はらり、ひとひら。



「っ、」


しだいにズキリズキリと、等間隔でこめかみを打つような頭痛がしてくる。

聞こえないはずの声すら耳に流れてくるような。妖か人かわからない異質な声。明瞭に聞き取れないが不快なざわめきに混じるようにして少女の笑い声が聞こえる気がする。


ひどく気分が悪くなって冷たいガラスに頭をつけると、車窓を流れる景色に紛れて、恐ろしい─この世のものとは思えない"穢れ"を見た気がした。


・ ・ ・


side-杏子


教室内は賑わっていた。今年のお祭りは浴衣を着て、海に友達と、家族でバーベキューを…聞いているだけでウハウハな気分になってしまうような、そんな言葉で。

高校生ラストの夏休み目前テンションになんとなく乗っかれない私の手にあるのは、《補習のお知らせ》と綺麗に印刷された無慈悲なプリント。無駄に可愛いフォントで印刷されているのがかえって心に刺さる。脇には『がんばろうね!』と台詞つきでクマのキャラクターがえいえいおー!をしている。うわぁなんか無性にイラッとくる。

ちなみに登校日は割とある。しにたい。



「うえ~もう嫌だよぉ」

プリントを半泣きでファイルに挟んで、苦笑いの飛鳥とグッジョブポーズの秀くんと教室を出る。秀くん笑顔なのに目死んでる。せ、生気がない。

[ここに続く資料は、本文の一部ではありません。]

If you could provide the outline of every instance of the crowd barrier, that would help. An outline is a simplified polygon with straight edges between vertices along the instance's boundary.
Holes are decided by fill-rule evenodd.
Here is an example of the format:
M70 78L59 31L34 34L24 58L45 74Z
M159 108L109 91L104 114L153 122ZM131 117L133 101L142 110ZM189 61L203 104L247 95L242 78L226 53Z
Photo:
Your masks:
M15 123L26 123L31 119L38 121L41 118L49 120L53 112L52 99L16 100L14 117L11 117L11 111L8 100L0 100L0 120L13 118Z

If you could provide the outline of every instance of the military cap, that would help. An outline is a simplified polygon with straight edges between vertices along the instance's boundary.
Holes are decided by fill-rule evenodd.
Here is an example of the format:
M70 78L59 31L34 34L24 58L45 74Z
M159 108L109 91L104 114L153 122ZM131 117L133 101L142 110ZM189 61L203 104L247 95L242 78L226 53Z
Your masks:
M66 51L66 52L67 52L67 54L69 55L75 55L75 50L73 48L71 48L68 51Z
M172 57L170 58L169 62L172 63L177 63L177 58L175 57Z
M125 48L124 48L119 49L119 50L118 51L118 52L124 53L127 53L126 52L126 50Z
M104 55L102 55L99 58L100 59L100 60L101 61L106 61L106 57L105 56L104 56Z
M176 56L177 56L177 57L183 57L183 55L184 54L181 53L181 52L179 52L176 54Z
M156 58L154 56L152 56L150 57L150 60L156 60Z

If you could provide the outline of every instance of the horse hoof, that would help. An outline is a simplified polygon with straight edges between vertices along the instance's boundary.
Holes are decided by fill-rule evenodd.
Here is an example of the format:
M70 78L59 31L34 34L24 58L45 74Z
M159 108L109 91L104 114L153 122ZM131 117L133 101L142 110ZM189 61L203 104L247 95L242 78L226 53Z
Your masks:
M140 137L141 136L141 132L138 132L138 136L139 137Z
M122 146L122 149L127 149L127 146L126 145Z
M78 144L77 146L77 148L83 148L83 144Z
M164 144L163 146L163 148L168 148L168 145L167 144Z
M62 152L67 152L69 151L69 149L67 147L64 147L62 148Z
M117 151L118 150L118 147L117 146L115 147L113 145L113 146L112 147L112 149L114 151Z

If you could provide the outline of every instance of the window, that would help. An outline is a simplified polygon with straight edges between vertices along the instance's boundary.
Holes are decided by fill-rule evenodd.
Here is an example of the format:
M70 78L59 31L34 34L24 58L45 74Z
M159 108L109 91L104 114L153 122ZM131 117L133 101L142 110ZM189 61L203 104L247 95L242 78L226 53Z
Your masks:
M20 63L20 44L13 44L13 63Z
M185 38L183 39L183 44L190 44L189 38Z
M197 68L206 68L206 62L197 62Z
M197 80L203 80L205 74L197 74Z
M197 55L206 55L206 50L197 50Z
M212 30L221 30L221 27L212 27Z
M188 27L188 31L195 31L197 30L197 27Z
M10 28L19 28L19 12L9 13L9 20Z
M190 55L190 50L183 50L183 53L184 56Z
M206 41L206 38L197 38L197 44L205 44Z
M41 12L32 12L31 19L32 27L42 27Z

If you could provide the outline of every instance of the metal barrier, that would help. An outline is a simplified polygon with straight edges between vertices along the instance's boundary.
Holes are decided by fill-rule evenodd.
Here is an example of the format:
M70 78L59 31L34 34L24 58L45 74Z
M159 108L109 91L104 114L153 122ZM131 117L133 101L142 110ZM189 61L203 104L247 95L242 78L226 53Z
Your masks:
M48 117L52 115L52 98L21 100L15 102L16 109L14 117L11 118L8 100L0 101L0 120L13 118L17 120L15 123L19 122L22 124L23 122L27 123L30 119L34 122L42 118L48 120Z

「二人とも良い機会になるんじゃない? 先生占領してがんばんなって」

「うう~~はい…」

「くっそー! こうなったら夏休み明け、俺も飛鳥と同じ学校に行けるくらいにまで偏差値あげてやる」


意気込む秀くんに飛鳥は「あんたこないだの模試でE判定食らってたでしょ」と毒を吐いた。


「なんで勉強しないといけないんだ…? 人間は学ぶ生き物…学ぶっていったい」

「そんな哲学的な」

このままじゃ秀くんが悟りを開いてしまいそうだ。人間を辞めてしまう。

いっそ仏にでもなろうか、と並んで私も真顔になっていると飛鳥は頬を掻いた。そして、言いづらそうに口を開く。


「あー…あたしもこの夏、頑張るから。受験とか就活落ち着いたら…どっか、その。旅行でも行こうよ」

旅行というワードに露骨に秀くんは反応して、ぱっと顔色を変える。若干顔を赤く染め。


「お、おまえなあ…! 二人きりで旅行なんてまずいだろ!」

「…はあ!?? 馬鹿!? 杏子と神崎と四人で、って意味よ!」

つられて飛鳥もボンッ! と赤面して「何考えてんのよ変態!」と啖呵を切る。